Description
openedon Dec 16, 2019
Describe the feature:
Elasticsearch version (bin/elasticsearch --6.3.2
):
Plugins installed: [repository-hdfs]
JVM version (java -version
):10.0.2
OS version (uname -a
if on a Unix-like system):centos7.2
Description of the problem including expected versus actual behavior:
our cluster is 24 data nodes with 31G heap and 1.7T*4 ssd disk , 3 master with 8G heap ,about 8000tps for write. we rolling upgrade(6.3.2 to 6.3.2) the cluster as the following steps:
①set allocation to none
②restart the data node
③set allocation to all
wait for the health from yellow to green.

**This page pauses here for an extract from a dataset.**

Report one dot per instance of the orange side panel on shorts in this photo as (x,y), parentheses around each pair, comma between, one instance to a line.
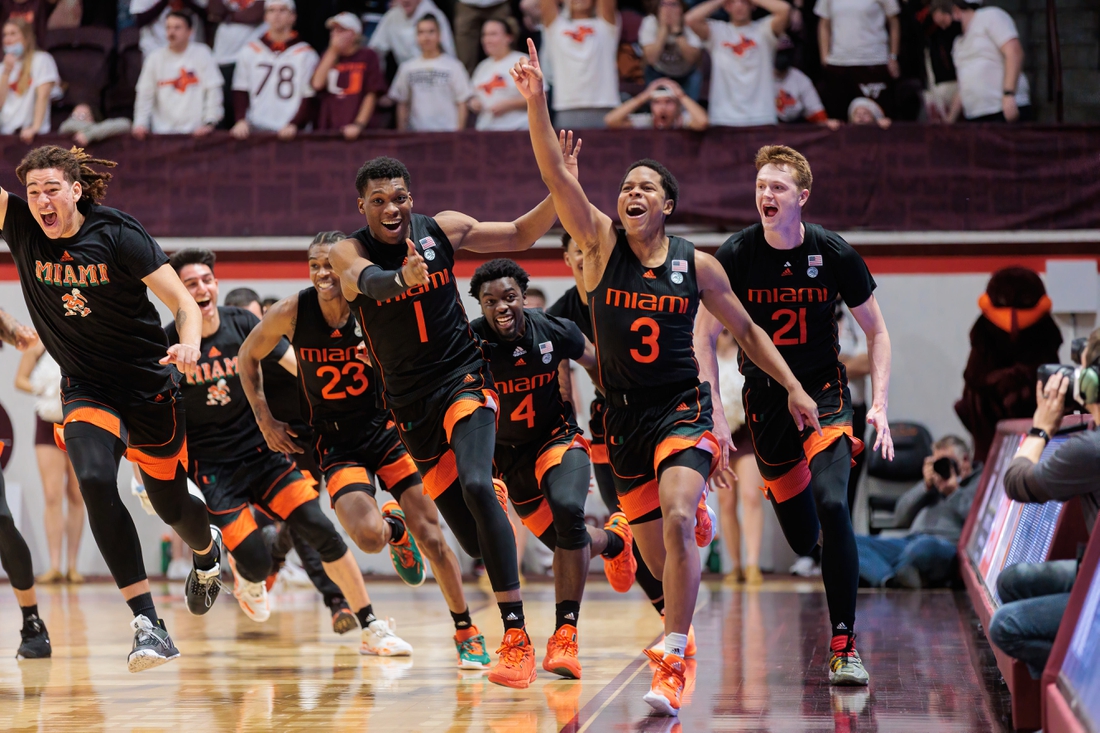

When i finished upgrade part of the data nodes,i had waited a while,i found the master node old gc and run OOM later.
So I loaded heap dump from master node into Eclipse MemoryAnalyzer and found that 87.57% of memory is used by TransportService.clientHandlers hash map,
most of the RequestHolder was consist of like the action:indices:monitor/stats[n]、indices:monitor/recovery[n] or cluster:monitor/stats[n],below is the pic of heap dump:
and i use the OQL
SELECT toString(action) FROM org.elasticsearch.transport.TransportService$RequestHolder
to statistic the action,result is as follows:
So,are there any bugs here or master overload?